An international team of researchers obtained new geochemical evidence from earth’s oldest-known rocks—found in remote lake regions of northern Canada—which presents a different picture of the planet’s earliest history.
In a paper published in the journal Science Advances, the scientists say that the oldest samples they collected contradict previous research that argued that subduction and recycling were operating from as early as ~4.3 Ga ago. Since earth itself is only 4.5 Ga old, such a claim infers plate tectonic activity from almost day one.
But the samples collected by the team led by Li Xianhua show no sign of material recycling at 4.0 Ga.
“The earliest evidence we find for surface recycling into magmas isn’t until 3.8 Ga,” the researcher said.
Plate tectonics, which cycles critical biogeochemical elements and maintains the planetary thermostat, is in part responsible for life on the blue planet. Subduction—the destructive force of plate tectonics that pushes one plate beneath another—is the most telltale sign of plate tectonics’ great recycling program.
According to Xianhua, silicon and oxygen isotopes in granitic rocks are tracers of surface material recycling in magma. On ancient earth, seawater was saturated with Si and rich in heavy Si due to the lack of lifeforms to consume it. Thus, if any heavy Si materials from the seafloor were recycled back into magma chambers by subduction, then heavy Si isotopes would be detected in granitic rock samples.
“One of the difficulties in applying this technique to ancient rocks is identifying the primary Si isotope composition,” Zhang Qing, lead author of the paper, said. “This is because these rocks have been reworked by heat and pressure repeatedly throughout earth’s long history.”

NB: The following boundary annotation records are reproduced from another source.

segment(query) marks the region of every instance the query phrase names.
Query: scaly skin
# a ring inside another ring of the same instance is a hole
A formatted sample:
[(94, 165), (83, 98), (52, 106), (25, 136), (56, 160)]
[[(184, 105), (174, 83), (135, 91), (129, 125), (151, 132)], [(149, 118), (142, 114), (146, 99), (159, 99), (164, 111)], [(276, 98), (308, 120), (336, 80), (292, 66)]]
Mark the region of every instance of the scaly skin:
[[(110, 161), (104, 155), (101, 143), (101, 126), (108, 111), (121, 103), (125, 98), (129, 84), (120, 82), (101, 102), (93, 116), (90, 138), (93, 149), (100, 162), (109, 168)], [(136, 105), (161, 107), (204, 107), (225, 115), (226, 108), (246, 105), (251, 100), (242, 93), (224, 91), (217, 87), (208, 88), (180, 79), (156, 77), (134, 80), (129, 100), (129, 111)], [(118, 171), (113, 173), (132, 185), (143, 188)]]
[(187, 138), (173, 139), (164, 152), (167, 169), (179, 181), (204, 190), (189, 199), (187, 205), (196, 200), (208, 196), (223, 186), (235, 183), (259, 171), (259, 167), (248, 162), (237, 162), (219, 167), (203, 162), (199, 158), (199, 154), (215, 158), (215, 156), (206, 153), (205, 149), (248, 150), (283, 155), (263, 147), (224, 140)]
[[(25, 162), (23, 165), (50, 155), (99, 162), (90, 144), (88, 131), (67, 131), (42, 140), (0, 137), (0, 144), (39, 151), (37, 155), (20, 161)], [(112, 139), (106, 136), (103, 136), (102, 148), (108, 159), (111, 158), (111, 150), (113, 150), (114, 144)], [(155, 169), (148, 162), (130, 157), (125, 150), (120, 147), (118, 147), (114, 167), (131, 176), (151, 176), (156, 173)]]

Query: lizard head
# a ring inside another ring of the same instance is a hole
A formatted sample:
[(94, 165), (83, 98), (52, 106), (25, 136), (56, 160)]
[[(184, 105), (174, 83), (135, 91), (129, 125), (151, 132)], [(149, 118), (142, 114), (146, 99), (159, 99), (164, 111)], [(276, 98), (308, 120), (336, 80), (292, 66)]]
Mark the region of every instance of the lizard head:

Zircon, the most abundant datable mineral in granitic rocks, is also conveniently resistant to weathering and later alteration. Applying ultra-high precision analytical techniques to zircon can provide the most reliable constraints on whether the detected Si isotope composition represents the primary signature.
The absence of a heavy Si signature in the 4.0 Ga rocks means the oldest samples didn’t require subduction.
“Nonetheless, given that the oldest rocks are from a single locality, no subduction needed for one small area doesn’t mean no plate subduction on the planet at 4.0 Ga,” co-author Allen Nutman said.
After careful filtering, though, the data revealed a distinct shift at 3.8 Ga in both Si and O isotopes. For this reason, the study concludes that a possible change in earth’s geodynamics, such as the onset of plate subduction, occurred at 3.8 Ga.
“It was already amazing that these oldest rocks are preserved,” co-author Ross Mitchell said. “And now we learn that they also tell a tectonic coming-of-age story as well.”